Fire heroes save two seniors
Published: March 14, 2005
Brooklyn firefighters charged through flames and thick smoke to pluck two elderly women - one of them an unconscious 99-year-old - from their bedrooms in separate fires yesterday, officials said.
The heroic rescues in Bedford-Stuyvesant and Bensonhurst came less than six hours apart and left both women in stable condition.
“When I came home and I saw my daughter smile, it made me even happier that I saved somebody’s mother,” Firefighter Joseph Wakie of Ladder 132 told the Daily News.
About 1:30 a.m., Wakie and fellow Firefighter Zackary Fletcher were inching down a pitch-black hallway in an apartment building on Classon Ave. near Fulton St., Bedford-Stuyvesant.
They were searching for 83-year-old Viola Waldron, whose son standing outside told firefighters she never made it out of the first-floor flat.
“I only saw 4 inches in front of my face,” said Wakie, 33, a five-year FDNY veteran. “I tried to wipe my mask, but I still couldn’t see anything.”
He eventually found a burned Waldron, who lay unconscious on her bed.
“This is a 10-45!” he yelled over the radio, signaling a serious injury.
Wakie and Fletcher then carried out Waldron, who was gasping for air but alive.

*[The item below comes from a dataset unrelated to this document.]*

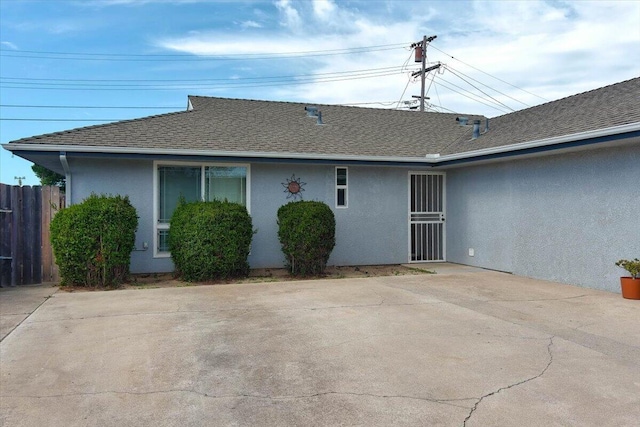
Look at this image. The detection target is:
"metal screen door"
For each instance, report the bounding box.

The mom, who suffered burns on her back, was taken to Kings County Hospital.
Firefighters from Engine 235 had the blaze, which started in Waldron’s kitchen and was likely accidental, under control in 30 minutes.

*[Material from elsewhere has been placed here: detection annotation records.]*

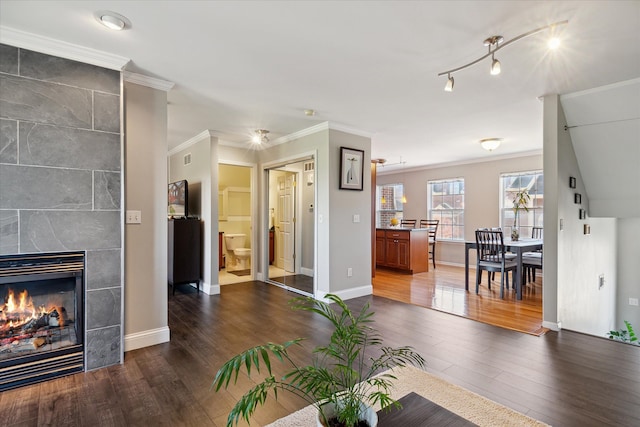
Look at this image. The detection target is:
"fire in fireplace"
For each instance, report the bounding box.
[0,252,84,391]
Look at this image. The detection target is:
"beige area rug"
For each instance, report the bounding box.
[268,366,548,427]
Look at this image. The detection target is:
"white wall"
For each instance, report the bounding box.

Later on, at 6:15 a.m., a fast-moving basement fire left Mickelina Devito, 99, unconscious in her bedroom on 76th St. near 18th Ave. in Bensonhurst, fire officials said.
Directed by a relative of Devito, Firefighter John Carlson crawled through an open first-floor window at the rear and quickly discovered the grandmother on her bed.
Nine-year vet Carlson, 35, carried her to the window as Firefighter Brian Mooney and two civilians helped pull her out.
Devito, and four others who escaped from the house, were taken to Maimonides Medical Center in stable condition.
The fire was doused in 45 minutes by firefighters from Engine 243. The cause appeared to be accidental.
Carlson, a Brooklyn husband and father of three assigned to Ladder 168, was modest about his efforts.
“Any other guy would have done the same exact thing,” he said. “It’s being in the right place at the right time.”
Wakie said he was following in the footsteps of his firefighter dad, who died last year from cancer.
“Now I know he’s proud of me,” the Queens husband and father said.